Guillaume Soro se dit «heureux que le général Mathias Doué ait pris ses responsabilités». «Pour qu'il y ait des élections démocratiques, transparentes et ouvertes à tous, il faut que le principal obstacle, d'abord à la paix et ensuite à la réconciliation, qu' est Laurent Gbagbo, soit écarté», dit-il. Ces propos «va-t-en guerre» ont bien évidemment fait monter la tension d’un cran et alimenté toutes sortes de rumeurs. L’ancien président ivoirien Henri Konan Bédié a décidé de reporter son retour en Côte d'Ivoire, initialement prévu le 23 août.
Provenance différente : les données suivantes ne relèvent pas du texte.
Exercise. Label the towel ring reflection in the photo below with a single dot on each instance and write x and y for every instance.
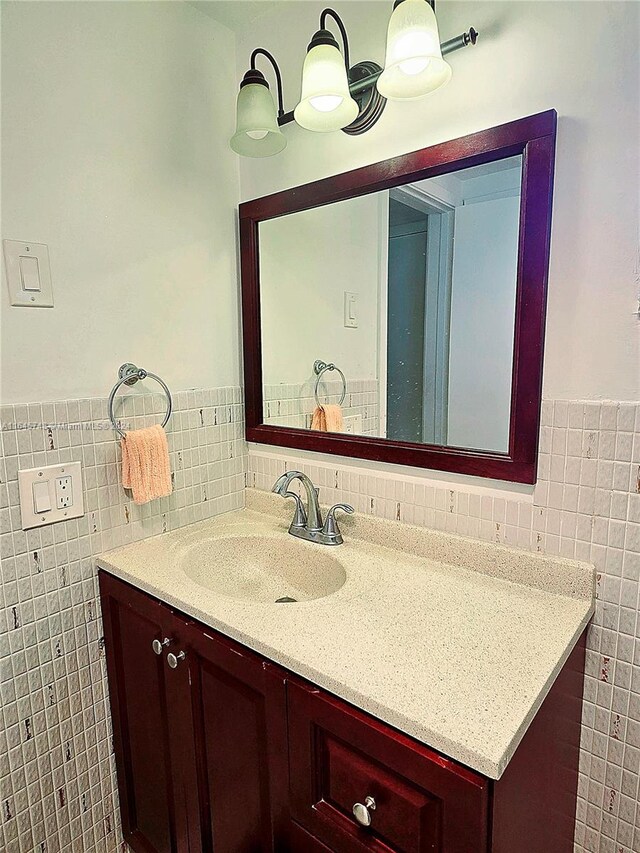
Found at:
(129, 374)
(319, 367)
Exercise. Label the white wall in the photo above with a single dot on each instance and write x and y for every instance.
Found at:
(485, 256)
(116, 118)
(531, 56)
(307, 262)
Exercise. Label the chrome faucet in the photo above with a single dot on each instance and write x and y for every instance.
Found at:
(308, 524)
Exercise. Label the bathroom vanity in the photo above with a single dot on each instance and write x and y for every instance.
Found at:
(424, 697)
Renversé en 1999 par le général Gueï, il sera en lice à la prochaine présidentielle sous les couleurs de l’ancien parti unique, le Parti démocratique de Côte d'Ivoire (PDCI). A l’instar des FN, ce dernier est membre du groupe des sept partis de l’opposition civile et armée du G7. Mais pour sa part, le PDCI réfute tout contact «avec qui que ce soit dans un quelconque projet de déstabilisation». Certes, il veut «faire partir le président Gbagbo du pouvoir, mais cela, par les urnes». Quant au scrutin du 30 octobre, «ce n'est pas nous qui organisons les élections», se contente-t-il de rappeler, évitant de se prononcer, à la différence de son allié de «la plate-forme des houphouétistes», le Rassemblement des républicains (RDR) de l’ancien Premier ministre Alassane Ouattara.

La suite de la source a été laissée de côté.